A expectativa do céu é uma esperança central da fé cristã. É o alvo para o qual nos dirigimos e a promessa que nos proporciona força e consolo. Todavia, por que a Bíblia também fala de um reino de
Deus na terra? Não bastaria a expectativa do céu? Os cristãos primitivos estavam convictos de que o reino terreno é tão importante quanto o celeste. Por quê? Porque completará o plano de Deus para a terra – ali onde o pecado e a injustiça dominam desde a Queda, Jesus Cristo mostrará como Deus planejou este mundo originalmente.
O fundamento bíblico: o reino de Deus na terra
Jesus já ensinou isso no “Pai nosso”: “Venha o teu Reino; seja feita a tua vontade, assim na terra como no céu” (Mateus 6.10). Fica claro aqui que a vontade de Deus não deverá ser cumprida plenamente apenas no céu, mas também na terra. Isso expressa a esperança de um tempo futuro no qual o reinado de Deus se tornará visível na terra. Essa era também a expectativa dos discípulos. Em Atos 1.6 eles perguntam a Jesus: “Será este o tempo em que o Senhor irá restaurar o reino a Israel?”. A resposta de Jesus não foi negativa, mas indicou que o momento estaria exclusivamente nas mãos do Pai.
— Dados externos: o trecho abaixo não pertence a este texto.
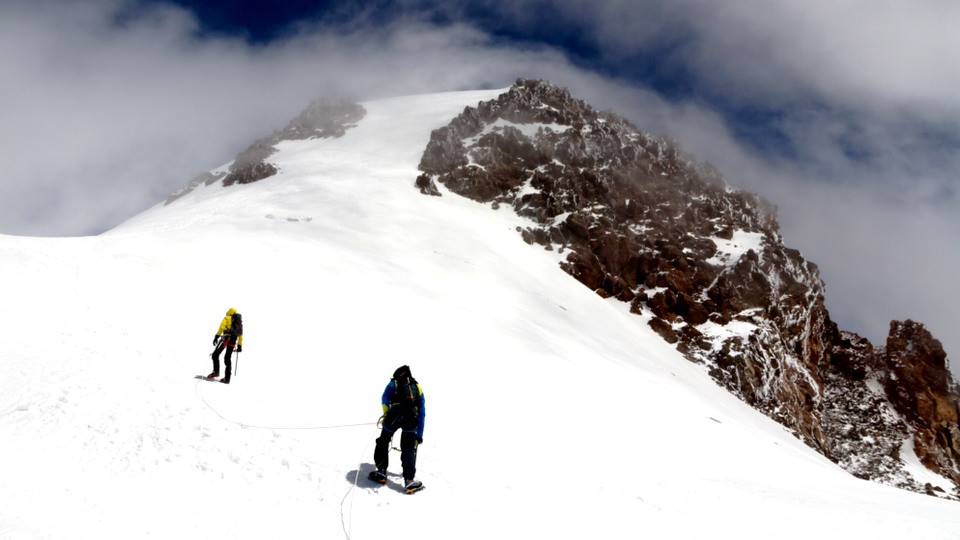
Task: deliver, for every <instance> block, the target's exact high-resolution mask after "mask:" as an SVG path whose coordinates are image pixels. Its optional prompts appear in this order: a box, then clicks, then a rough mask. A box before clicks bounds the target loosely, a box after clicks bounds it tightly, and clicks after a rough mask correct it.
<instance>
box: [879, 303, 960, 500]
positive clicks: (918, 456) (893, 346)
mask: <svg viewBox="0 0 960 540" xmlns="http://www.w3.org/2000/svg"><path fill="white" fill-rule="evenodd" d="M884 357H885V360H886V368H887V372H886V377H885V379H884V380H883V385H884V389H885V390H886V395H887V398H889V400H890V402H891V403H892V404H893V408H894V410H896V411H897V412H898V413H899V414H900V415H901V416H902V417H903V418H904V420H905V421H906V422H907V423H909V424H910V425H911V426H912V427H913V428H914V430H915V431H914V434H913V444H914V447H915V449H916V454H917V457H918V458H919V459H920V462H921V463H923V464H924V465H925V466H926V467H927V468H928V469H930V470H933V471H935V472H938V473H939V474H941V475H943V476H946V477H947V478H950V479H952V480H953V481H954V482H957V483H960V467H958V464H960V426H958V419H960V386H958V385H957V383H956V381H954V380H953V377H952V376H951V374H950V370H949V368H948V364H947V355H946V353H944V351H943V346H942V345H941V344H940V342H939V341H937V340H936V339H934V338H933V336H932V335H930V332H928V331H927V329H926V328H924V326H923V325H921V324H918V323H915V322H913V321H909V320H908V321H906V322H898V321H894V322H892V323H890V335H889V337H887V346H886V351H885V354H884Z"/></svg>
Em Atos 3.21, Pedro referiu-se a um “até” – um período durante o qual o céu haveria de receber Jesus, até que chegassem “os tempos da restauração de todas as coisas, de que Deus falou por boca dos seus santos profetas desde a antiguidade”. Esse “até” indica que o plano de Deus para a terra ainda não se completou. O reino vindouro será a restauração da terra tal como Deus a criou originalmente.
Os cristãos primitivos também tinham uma clara expectativa de um reino terrestre. Pápias, um mestre cristão do século 2, escreveu: “Depois da ressurreição dos mortos, virão mil anos durante os quais o reino de Cristo se estabelecerá visivelmente na terra”. Tertuliano também confessa que “temos a promessa de um reino na terra que após a ressurreição persistirá por mil anos na cidade de Jerusalém edificada por Deus”.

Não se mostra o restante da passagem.